Already, Turkey’s gentle realignment has carried some costs, most obviously to its relations with Israel. These flourished into a full-blown strategic partnership in the 1990s, before the AK party’s rise, when peace between Palestinians and Israelis seemed possible. Joint military exercises and Israeli arms sales brought the two countries’ military establishments close, while trade and tourism expanded fast. Israel even offered to shield Turkey from lobbies in the American Congress that sought to punish Turkey for disputing the genocide of Armenians in Ottoman territory during the first world war.

The end of an affair?

But ties have frayed as Turkish public opinion, which now counts for more, has turned increasingly hostile to Israel. Mr Erdogan, a tough, streetwise politician, felt slighted last year when Israel attacked Gaza only days after he had met Israel’s then prime minister, Ehud Olmert, who assured him that Turkish-brokered peace talks between Israel and Syria would resume. The bloodshed in Gaza outraged many Turks, who heartily praised Mr Erdogan when he stormed out of a debate with Israel’s president, Shimon Peres, at Davos in Switzerland earlier this year.

The Turks were again angered in September when Israel denied Mr Davutoglu permission to cross into Gaza during a visit to Israel. Earlier this month Turkey, citing Israel’s failure to deliver an order of military drone aircraft, abruptly cancelled joint air exercises. Israel, for its part, lodged a formal protest at the airing, on Turkish state television, of a serial depicting Israeli soldiers as brutal killers. Some Israeli officials say they detect signs of anti-Semitism that disqualify Turkey from mediating any longer between Syria and Israel.
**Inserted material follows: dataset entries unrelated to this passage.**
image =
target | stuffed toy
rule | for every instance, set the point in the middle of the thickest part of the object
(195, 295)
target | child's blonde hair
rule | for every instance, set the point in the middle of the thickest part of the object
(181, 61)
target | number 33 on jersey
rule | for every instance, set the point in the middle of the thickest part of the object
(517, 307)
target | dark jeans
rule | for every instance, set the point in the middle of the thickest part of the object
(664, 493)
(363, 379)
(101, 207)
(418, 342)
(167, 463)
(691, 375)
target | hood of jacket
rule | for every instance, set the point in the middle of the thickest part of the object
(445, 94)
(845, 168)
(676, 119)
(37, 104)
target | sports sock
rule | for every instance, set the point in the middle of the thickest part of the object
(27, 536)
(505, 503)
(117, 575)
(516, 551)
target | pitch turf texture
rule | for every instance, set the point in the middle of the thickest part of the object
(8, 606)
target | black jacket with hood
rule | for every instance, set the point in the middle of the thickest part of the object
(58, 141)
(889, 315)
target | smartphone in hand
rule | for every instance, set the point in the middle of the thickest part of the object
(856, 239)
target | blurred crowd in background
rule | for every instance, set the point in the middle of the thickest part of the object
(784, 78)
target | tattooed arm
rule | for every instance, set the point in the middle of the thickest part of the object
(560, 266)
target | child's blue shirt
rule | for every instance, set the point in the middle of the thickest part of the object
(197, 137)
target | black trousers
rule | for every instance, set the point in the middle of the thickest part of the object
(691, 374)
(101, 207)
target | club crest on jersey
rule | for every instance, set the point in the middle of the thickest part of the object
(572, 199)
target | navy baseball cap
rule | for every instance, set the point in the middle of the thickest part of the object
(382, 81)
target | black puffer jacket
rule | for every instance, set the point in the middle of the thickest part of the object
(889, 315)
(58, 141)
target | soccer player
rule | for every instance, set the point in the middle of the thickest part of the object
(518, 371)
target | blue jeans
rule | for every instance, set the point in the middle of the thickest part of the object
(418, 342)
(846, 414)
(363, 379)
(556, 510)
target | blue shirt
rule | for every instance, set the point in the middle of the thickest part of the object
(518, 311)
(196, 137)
Turkish officials respond that they have no intention of breaking off relations with Israel, and think they can still be a useful interlocutor with the Jewish state. But they remain indignant. “We might have lost leverage with Israel,” says an AK party man. “But I’d rather be on the side of history, of what is right, of justice.” One of Mr Erdogan’s advisers puts Turkey’s case more boldly, in a sign of its growing confidence as a regional leader. “We are conditioning relations with Israel on the progress of the conflict,” he says. “This is what the West should do.”